Che differenza c'è tra la schiavitù nel Sud del mondo e quella dell'Occidente?

"In buona parte del Terzo mondo, anche se non ovunque, la schiavitù è una tradizione radicata nella società. Così in Pakistan, Nepal, India, nel Sud Est asiatico il legame tra schiavo e padrone fa parte della storia e della cultura del paese. Inoltre si tratta per lo più di schiavitù da debito che si tramanda di padre in figlio. Ma fa parte della natura stessa della globalizzazione che la schiavitù del mondo sviluppato somigli sempre più a quella del Terzo mondo. Gli schiavi diventano ovunque più economici, sono asserviti per periodi di tempo più brevi e sono trattati in maniera più brutale. E questo avviene in Italia come in India. Le persone sono diventate veri e propri oggetti. Come una penna di plastica: si compra, si usa e quando si rompe, si getta via".

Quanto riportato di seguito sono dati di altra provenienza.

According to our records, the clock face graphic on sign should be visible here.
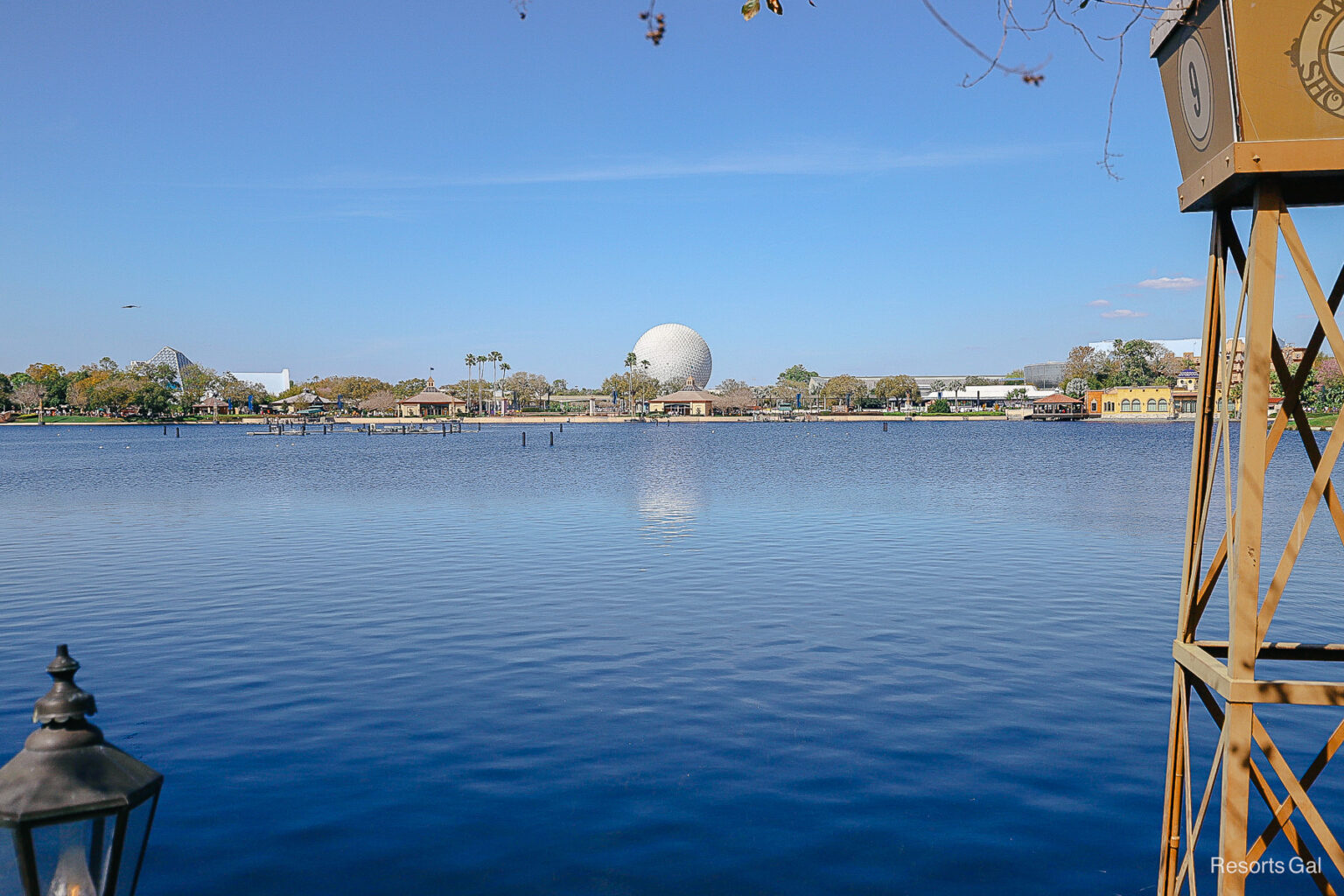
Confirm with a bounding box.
[1178,31,1214,150]
[1287,0,1344,118]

Cosa può fare un Paese per combattere la schiavitù, e cosa possono fare i singoli cittadini?
"La prima cosa è che i cittadini devono essere sensibilizzati e venire a conoscenza di questa situazione. Poi devono cominciare a porre domande, a chiedere ai loro politici cosa stanno facendo per combattere la schiavitù, e così anche ai loro rappresentanti religiosi, alle imprese in cui hanno investito il loro denaro e alle banche.

È importante comprare prodotti che facciano parte di un circuito di commercio equo e che siano in grado di fornire la garanzia di non essere stati prodotti da persone in stato di schiavitù. Dobbiamo smettere di definirci consumatori, e cominciare a definirci esseri umani, persone che non tollererebbero mai la schiavitù né per se stessi né per i loro bambini. Solo quando cominceranno a fare questo, i governi inizieranno a prendere misure contro la schiavitù. Ritengo che non sarebbe molto costoso mettere fine a questo processo se i governi del Nord usassero il loro potere. Perché con il costo di un sottomarino potremmo fermare buona parte della schiavitù nel mondo. Infatti la schiavitù ha un valore molto basso, e una volta che gli schiavi vengono liberati hanno bisogno di poco sostegno dal momento che, anche se tenuti nell'ignoranza, sanno bene come vivere e come lavorare. Se verrà data loro una possibilità, riusciranno ad ottenere la libertà".